O impasse já dura 10 dias. Armados de foice e facões, os sem-terra se revezam na única entrada da fazenda e liberam apenas a entrada de pessoas. Eles condicionam o andamento da colheita ao repasse de 20 sacas de arroz por alqueire plantado. Os arrendatários se recusam a obedecer à exigência, porque já estariam repassando a renda contratuada à empresa proprietária da fazenda, a Agropecuária Jabur, de Londrina.
A fazenda, de 2.400 hectares, foi invadida no dia 26 de agosto por aproximadamente 250 famílias ligadas ao Movimento dos Trabalhadores Rurais Sem-Terra (MST). A entidade tem até um escritório na cidade, que serve de base para o acompanhamento de outras invasões na região. Nos últimos oito anos, cinco propriedades foram invadidas no município.
Os arrendatários, que já estavam na fazenda quando ela foi invadida, deram prazo até sexta-feira para que os sem-terra levantem a barreira. Do contrário, prometem até usar armas.
O produtor Antônio Pereira dos Santos é um dos que estão desesperados, apesar de não ameaçar com o uso da força. Parte do arrendamento está perdida, devido ao atraso na colheita. Se não conseguir a safra pré-estipulada, ele pode ter bens confiscados pelo banco que financiou o plantio.
A juíza Elizabeth Khater, da comarca de Loanda que abrange Querência do Norte, concedeu liminar garantindo o direito dos arrendatários de fazer a colheita.

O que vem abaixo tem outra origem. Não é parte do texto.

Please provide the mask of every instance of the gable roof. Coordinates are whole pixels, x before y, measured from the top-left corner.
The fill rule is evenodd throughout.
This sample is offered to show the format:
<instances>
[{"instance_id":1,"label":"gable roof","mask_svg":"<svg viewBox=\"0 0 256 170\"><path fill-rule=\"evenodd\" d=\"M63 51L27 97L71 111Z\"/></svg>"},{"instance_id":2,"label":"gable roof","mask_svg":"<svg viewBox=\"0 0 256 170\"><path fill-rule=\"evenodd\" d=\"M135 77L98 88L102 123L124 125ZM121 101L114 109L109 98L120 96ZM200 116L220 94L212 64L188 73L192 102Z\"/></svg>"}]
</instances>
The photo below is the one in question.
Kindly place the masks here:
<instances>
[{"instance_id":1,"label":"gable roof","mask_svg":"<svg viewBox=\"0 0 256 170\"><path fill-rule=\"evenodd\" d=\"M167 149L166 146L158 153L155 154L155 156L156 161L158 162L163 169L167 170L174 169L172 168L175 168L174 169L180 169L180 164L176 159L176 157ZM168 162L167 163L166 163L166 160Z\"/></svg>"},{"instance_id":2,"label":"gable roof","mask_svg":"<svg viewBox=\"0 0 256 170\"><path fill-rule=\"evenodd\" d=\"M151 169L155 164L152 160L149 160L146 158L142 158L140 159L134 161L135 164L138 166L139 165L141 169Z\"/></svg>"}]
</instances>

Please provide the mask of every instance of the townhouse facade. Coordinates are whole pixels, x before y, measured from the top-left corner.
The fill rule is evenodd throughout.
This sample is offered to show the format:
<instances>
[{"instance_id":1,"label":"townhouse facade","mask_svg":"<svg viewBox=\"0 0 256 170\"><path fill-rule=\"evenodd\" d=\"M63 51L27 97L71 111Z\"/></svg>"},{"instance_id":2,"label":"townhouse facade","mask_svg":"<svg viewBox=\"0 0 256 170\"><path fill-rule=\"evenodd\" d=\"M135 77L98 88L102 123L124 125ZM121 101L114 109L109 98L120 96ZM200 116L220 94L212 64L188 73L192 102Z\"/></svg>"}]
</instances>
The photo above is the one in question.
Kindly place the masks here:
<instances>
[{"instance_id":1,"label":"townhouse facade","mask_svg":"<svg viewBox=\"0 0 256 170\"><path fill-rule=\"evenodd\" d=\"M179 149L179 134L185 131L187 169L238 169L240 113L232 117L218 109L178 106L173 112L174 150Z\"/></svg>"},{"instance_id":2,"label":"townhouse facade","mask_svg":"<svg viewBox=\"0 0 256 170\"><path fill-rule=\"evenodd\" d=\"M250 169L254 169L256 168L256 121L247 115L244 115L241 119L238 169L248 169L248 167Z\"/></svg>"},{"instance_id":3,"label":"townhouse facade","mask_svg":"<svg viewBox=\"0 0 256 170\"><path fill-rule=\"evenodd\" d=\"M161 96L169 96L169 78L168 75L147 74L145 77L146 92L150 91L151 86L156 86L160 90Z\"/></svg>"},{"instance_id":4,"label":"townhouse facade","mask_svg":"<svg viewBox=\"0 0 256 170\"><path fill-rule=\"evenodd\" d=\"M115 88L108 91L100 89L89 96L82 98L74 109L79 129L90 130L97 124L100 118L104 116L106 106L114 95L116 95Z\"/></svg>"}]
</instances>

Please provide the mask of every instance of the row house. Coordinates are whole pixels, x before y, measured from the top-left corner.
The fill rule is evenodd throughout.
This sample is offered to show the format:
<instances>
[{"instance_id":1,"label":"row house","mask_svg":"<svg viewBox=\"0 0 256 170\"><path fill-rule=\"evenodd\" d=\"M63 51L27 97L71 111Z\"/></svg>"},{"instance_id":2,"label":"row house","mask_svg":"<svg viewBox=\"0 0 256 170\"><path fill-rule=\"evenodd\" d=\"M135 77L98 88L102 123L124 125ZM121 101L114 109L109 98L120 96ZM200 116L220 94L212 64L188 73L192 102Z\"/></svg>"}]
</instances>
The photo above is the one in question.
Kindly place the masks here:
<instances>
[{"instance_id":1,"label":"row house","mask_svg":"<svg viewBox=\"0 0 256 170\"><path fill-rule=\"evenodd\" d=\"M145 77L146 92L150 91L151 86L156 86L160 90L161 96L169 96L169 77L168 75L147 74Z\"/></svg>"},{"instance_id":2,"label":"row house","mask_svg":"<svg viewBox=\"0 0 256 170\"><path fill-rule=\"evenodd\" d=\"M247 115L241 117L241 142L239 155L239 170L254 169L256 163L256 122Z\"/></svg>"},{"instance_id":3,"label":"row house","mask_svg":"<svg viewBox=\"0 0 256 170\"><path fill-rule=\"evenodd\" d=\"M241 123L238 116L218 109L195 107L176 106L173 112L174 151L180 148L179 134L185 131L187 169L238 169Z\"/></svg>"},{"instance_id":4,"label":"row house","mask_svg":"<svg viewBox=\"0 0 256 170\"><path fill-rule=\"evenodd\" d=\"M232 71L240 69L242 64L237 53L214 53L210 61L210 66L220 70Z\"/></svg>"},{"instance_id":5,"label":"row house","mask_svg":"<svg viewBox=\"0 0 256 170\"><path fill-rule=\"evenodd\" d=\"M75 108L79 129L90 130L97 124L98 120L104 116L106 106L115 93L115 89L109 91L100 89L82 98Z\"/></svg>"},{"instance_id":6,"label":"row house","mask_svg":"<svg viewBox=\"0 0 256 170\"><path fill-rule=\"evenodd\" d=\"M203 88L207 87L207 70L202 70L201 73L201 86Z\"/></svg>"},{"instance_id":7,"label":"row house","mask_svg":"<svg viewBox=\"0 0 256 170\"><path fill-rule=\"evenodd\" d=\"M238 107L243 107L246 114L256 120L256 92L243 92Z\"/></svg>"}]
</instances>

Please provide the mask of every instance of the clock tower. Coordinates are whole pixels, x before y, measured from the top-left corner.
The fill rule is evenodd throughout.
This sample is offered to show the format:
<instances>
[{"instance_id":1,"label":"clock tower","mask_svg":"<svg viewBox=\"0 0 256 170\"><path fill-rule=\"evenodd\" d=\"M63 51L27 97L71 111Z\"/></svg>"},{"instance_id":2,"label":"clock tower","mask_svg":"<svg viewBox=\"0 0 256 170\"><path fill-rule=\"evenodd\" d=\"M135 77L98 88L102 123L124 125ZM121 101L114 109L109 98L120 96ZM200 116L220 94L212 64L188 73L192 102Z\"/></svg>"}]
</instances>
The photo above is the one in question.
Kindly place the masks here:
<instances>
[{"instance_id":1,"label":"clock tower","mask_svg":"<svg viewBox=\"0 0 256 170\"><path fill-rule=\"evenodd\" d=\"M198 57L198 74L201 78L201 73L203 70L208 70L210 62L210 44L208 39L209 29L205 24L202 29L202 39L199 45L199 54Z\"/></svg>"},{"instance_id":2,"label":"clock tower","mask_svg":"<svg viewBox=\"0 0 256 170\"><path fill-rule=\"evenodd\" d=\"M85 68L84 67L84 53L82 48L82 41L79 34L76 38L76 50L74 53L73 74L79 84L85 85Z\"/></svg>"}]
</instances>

O advogado dos agricultores, Daniel dos Anjos Fernandes, enviou ofício ontem à juíza e ao secretário da Segurança Pública, Cândido Martins de Oliveira, solicitando o envio de reforço policial para a região. ‘‘Estou prevendo um conflito a qualquer momento se esta situação perdurar’’, disse Fernandes.
De acordo com levantamento do Departamento de Economia Rural (Deral) da Secretaria da Agricultura e do Abastecimento (Seab), apresentado por Fernandes, a fazenda Sonho Real é a maior produtora de arroz irrigado do Estado. Segundo o advogado, o Instituto Nacional de Colonização e Reforma Agrária (Incra) comprovou que a fazenda é produtiva. A Folha não conseguiu conversar por telefone com nenhum líder do MST em Querência do Norte.